Although the Los Angeles Lakers aren't built to win anything next year, the memory of Gasol lives on. He won two championships in Los Angeles. He played in three All-Star games. He befriended the unfriendly Kobe Bryant. There is no forgetting Gasol in that sense.
"We’ve got some talent on this team," Boozer said, per Dime Magazine's Warren Shaw. "We have some guys with stuff to prove, myself included, and I think we’re going to surprise some people.”
Among the most surprised may be Boozer himself, once he realizes what he's up against.
Regardless of what he does, Boozer won't be viewed as fondly—in the moment or otherwise—as the future Hall of Famer whose elephantine frontcourt shoes are now his own.
Luol Deng, Miami Heat
Filling the Shoes of: LeBron James
Ridiculously LeBron James-sized ones are the shoes Luol Deng must fill.
Viewed objectively, and logically, signing Deng was huge for the Miami Heat. In the wake of James' return home, they could have crumbled the way the Cleveland Cavaliers did four years ago. They could have lost Bosh. They could have overpaid an aging, day-off-prone Dwyane Wade.

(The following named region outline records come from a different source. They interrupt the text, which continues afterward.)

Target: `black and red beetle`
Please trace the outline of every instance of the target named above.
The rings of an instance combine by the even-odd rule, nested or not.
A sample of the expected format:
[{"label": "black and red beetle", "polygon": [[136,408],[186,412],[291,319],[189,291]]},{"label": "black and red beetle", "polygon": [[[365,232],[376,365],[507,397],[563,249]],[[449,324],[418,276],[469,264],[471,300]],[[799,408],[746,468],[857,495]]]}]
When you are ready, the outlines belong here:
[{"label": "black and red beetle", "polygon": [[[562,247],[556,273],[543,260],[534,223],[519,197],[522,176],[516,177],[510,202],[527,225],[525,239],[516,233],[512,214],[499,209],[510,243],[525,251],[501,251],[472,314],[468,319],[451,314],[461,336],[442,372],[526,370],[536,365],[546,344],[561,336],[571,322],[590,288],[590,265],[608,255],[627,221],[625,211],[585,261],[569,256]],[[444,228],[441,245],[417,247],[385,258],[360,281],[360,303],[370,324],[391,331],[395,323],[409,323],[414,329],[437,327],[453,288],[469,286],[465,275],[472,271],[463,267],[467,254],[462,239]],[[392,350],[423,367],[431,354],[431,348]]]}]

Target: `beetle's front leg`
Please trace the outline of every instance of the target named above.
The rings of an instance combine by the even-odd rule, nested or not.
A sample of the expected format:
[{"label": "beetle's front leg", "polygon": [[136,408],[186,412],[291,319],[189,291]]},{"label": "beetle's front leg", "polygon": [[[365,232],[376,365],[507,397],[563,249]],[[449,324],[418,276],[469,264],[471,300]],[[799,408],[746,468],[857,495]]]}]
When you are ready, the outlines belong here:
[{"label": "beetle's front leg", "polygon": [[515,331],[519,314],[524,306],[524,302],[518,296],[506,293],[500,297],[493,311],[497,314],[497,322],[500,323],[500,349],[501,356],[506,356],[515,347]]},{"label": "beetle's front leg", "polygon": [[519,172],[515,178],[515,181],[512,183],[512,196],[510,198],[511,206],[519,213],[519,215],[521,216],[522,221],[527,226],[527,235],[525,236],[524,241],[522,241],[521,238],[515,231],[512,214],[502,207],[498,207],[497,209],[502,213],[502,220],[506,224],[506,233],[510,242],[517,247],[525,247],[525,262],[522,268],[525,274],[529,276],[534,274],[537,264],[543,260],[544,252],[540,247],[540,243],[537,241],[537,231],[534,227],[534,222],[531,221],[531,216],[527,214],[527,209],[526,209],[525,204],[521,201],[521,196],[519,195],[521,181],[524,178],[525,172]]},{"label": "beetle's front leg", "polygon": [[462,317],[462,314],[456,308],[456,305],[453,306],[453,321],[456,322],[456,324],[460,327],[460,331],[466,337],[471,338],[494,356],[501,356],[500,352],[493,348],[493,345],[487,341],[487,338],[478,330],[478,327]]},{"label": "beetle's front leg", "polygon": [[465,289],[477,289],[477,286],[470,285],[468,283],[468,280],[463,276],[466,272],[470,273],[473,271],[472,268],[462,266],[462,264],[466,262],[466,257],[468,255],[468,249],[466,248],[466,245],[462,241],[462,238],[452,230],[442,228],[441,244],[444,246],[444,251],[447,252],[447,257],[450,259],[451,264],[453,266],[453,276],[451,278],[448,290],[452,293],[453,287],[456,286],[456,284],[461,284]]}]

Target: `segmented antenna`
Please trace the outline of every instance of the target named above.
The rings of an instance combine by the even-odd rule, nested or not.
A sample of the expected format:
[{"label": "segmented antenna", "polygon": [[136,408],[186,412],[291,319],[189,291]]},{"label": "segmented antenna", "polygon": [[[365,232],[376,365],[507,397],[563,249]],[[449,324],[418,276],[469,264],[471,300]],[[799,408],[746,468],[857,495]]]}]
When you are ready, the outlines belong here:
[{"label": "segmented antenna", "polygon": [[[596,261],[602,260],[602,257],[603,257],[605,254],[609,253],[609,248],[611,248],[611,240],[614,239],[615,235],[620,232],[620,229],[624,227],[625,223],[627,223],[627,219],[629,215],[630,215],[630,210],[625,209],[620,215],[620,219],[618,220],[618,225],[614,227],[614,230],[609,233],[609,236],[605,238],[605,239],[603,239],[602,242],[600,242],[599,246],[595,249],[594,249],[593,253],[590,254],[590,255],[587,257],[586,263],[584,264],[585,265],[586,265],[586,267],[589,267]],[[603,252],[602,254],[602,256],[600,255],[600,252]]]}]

They could have called the Eastern Conference's lightless—and therefore hopeless—doldrums home.
Bringing in Deng insures the Heat against implosion. They project as a playoff team in the question mark-addled Eastern Conference, which goes down as a huge win, all things considered.
There's only one problem: Deng isn't James. He won't win two MVP awards with the Heat. In all likelihood, he won't win two championships with them, either. Deng, to that end, is a winning investment chained to a losing set of circumstances.
"He won't be asked to be LeBron James," the Sun Sentinel's Ira Winderman wrote of Deng. "For that loss, there is no replacement part."
Indeed, there is no replacing the man dominant enough to be perceived as myth. But that's what Deng is: the followup to an act which cannot be followed.
A wearer of shoes that will only ever fit the player he isn't.